Two boxes' notches do overlap so there is **NO 95% confidence** their medians differ. 

Let's check it with t-tests.

In [24]:
print(stats.shapiro(y_rpg), stats.shapiro(y_str))

ShapiroResult(statistic=0.9816334843635559, pvalue=5.457165030975375e-08) ShapiroResult(statistic=0.9744413495063782, pvalue=3.258884316892363e-05)


Both distributions are normal and are independent.  
We could use a Students t-test.  
This test assumes that the populations have identical variances.  

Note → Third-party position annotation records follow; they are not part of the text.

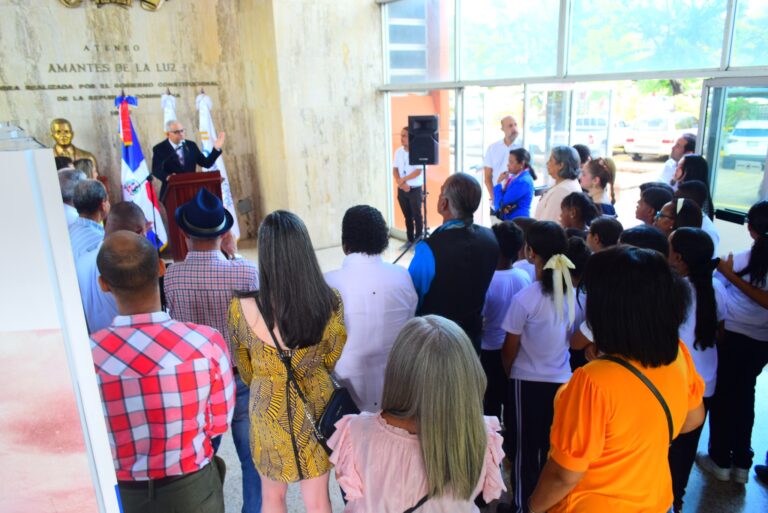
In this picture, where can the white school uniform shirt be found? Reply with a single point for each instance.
(504, 285)
(543, 354)
(743, 315)
(379, 299)
(709, 227)
(705, 360)
(548, 208)
(404, 168)
(497, 157)
(526, 266)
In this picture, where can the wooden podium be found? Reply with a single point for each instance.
(181, 188)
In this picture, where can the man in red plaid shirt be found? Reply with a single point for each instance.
(199, 290)
(167, 388)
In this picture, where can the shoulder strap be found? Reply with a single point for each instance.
(642, 377)
(418, 504)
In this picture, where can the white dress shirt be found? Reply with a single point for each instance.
(668, 173)
(548, 208)
(379, 299)
(404, 168)
(497, 157)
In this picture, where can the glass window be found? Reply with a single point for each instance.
(736, 146)
(503, 39)
(591, 109)
(750, 37)
(652, 35)
(407, 34)
(420, 40)
(440, 103)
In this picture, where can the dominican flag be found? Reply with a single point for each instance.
(134, 174)
(207, 136)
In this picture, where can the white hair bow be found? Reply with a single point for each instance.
(561, 266)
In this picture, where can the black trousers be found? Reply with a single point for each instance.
(528, 421)
(740, 360)
(496, 391)
(410, 204)
(682, 452)
(201, 492)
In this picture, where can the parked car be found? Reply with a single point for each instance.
(655, 136)
(748, 141)
(619, 133)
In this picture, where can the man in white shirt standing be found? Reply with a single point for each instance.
(379, 298)
(409, 180)
(684, 145)
(497, 154)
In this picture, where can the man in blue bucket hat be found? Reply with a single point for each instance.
(199, 290)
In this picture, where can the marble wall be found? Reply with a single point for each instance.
(293, 84)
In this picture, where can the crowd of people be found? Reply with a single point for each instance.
(602, 350)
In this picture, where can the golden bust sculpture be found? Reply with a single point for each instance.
(62, 133)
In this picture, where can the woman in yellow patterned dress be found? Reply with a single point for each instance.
(307, 319)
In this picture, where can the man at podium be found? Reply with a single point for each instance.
(177, 155)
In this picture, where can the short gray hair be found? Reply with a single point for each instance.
(569, 158)
(89, 195)
(68, 178)
(463, 193)
(432, 373)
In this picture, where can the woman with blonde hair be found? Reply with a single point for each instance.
(288, 336)
(563, 168)
(430, 447)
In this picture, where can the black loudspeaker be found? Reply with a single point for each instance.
(423, 140)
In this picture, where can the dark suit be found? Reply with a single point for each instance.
(165, 161)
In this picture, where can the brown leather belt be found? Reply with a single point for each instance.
(147, 484)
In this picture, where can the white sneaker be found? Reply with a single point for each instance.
(709, 466)
(739, 475)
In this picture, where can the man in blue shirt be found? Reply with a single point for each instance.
(452, 269)
(99, 306)
(92, 204)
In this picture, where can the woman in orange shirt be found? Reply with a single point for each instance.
(610, 434)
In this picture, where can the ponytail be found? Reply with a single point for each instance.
(604, 169)
(584, 204)
(757, 268)
(546, 239)
(695, 247)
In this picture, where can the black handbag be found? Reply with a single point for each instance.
(338, 405)
(647, 382)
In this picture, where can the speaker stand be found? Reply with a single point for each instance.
(425, 227)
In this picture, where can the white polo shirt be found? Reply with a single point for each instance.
(543, 354)
(743, 315)
(497, 157)
(404, 168)
(379, 299)
(504, 285)
(705, 360)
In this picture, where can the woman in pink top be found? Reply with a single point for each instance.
(430, 448)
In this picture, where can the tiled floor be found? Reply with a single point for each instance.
(704, 495)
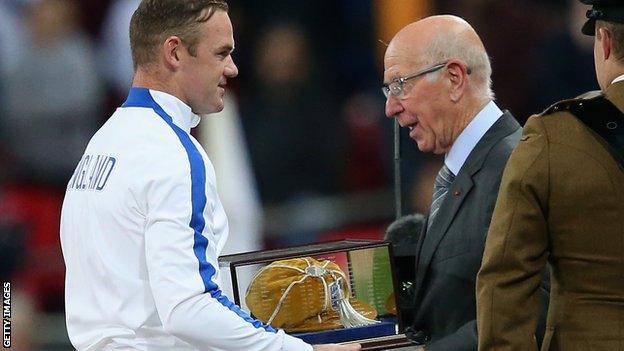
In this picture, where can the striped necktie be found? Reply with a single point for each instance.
(442, 184)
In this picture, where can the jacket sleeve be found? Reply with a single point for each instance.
(463, 339)
(181, 259)
(508, 283)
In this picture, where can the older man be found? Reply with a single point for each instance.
(142, 224)
(561, 201)
(437, 84)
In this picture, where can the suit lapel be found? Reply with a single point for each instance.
(459, 190)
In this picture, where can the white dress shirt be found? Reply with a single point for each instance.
(141, 229)
(470, 136)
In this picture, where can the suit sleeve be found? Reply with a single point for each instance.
(463, 339)
(508, 283)
(180, 263)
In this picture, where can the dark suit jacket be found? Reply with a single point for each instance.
(450, 253)
(561, 200)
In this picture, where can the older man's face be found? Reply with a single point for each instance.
(424, 108)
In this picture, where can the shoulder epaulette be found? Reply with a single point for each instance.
(573, 104)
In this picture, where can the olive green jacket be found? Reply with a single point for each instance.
(561, 200)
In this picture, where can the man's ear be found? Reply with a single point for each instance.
(171, 51)
(605, 41)
(458, 76)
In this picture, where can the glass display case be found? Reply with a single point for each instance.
(330, 292)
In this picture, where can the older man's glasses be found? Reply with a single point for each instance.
(396, 87)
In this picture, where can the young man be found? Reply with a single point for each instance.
(142, 224)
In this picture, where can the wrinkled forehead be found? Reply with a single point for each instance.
(401, 59)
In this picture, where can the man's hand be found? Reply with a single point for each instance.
(336, 347)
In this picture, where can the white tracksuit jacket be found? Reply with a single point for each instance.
(141, 229)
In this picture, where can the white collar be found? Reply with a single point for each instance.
(618, 79)
(470, 136)
(180, 112)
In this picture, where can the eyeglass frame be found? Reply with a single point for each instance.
(386, 88)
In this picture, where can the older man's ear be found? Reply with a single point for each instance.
(458, 77)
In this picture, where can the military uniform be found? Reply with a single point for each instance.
(561, 201)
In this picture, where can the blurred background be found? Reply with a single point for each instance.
(303, 152)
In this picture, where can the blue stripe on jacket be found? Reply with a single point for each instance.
(141, 97)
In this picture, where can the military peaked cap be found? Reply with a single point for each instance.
(604, 10)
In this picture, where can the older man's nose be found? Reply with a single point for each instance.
(393, 107)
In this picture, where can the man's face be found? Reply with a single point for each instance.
(203, 77)
(424, 108)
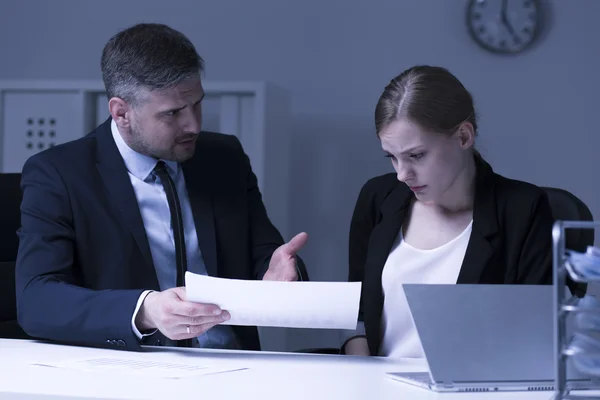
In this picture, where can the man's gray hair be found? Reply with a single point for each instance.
(147, 57)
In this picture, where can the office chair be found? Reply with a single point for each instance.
(568, 207)
(10, 202)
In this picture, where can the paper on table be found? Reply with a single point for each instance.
(328, 305)
(147, 368)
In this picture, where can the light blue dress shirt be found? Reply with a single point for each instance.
(154, 208)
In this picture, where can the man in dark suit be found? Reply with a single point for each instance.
(111, 222)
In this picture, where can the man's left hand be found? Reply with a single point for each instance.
(282, 266)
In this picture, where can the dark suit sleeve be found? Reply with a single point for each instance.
(535, 261)
(361, 225)
(51, 300)
(264, 236)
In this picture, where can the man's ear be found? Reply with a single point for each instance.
(120, 111)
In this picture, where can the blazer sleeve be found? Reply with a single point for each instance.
(264, 236)
(51, 300)
(535, 261)
(361, 225)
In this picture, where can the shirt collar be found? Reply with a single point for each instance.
(139, 165)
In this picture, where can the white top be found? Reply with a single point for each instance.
(407, 264)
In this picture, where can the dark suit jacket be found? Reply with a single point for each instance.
(510, 243)
(84, 258)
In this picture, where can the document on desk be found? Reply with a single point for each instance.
(325, 305)
(138, 366)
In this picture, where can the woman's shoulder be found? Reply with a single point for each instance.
(379, 187)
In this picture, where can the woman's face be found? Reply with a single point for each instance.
(428, 162)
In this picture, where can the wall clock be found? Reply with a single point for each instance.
(504, 26)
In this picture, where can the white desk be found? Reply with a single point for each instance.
(269, 376)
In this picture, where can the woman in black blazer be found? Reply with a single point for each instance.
(444, 217)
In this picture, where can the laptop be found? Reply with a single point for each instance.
(484, 338)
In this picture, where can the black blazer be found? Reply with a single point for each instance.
(84, 258)
(510, 243)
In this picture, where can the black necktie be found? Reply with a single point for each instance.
(177, 225)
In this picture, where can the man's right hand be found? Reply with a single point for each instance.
(175, 317)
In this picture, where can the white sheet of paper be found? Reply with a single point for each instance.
(326, 305)
(147, 368)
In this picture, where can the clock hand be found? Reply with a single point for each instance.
(505, 22)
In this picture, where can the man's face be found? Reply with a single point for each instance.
(166, 122)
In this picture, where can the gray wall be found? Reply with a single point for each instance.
(537, 110)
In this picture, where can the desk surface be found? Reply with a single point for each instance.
(269, 376)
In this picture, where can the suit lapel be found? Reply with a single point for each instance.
(382, 239)
(198, 190)
(485, 226)
(112, 169)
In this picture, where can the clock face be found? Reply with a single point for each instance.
(504, 26)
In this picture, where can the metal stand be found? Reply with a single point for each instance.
(563, 306)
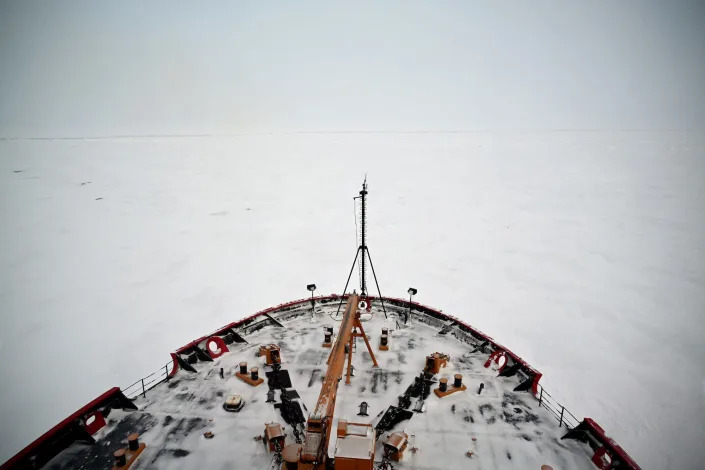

H0:   $CS.mean{_{rpg}} = CS.mean{_{strategy}} $  

H1:   $CS.mean{_{rpg}} \ne CS.mean{_{strategy}} $

$confidence = 0.95$

In [25]:
stats.ttest_ind(y_rpg, y_str, equal_var= False, nan_policy= 'omit') #  If False, perform Welch’s t-test, 
#which does not assume equal population variance 

Ttest_indResult(statistic=0.698083061405362, pvalue=0.4854113519174341)

We have no reasons to reject the Null Hypothesis.  
We `don't have statistically significant results` to assume that critics prefer RPG over Strategy games or vice versa.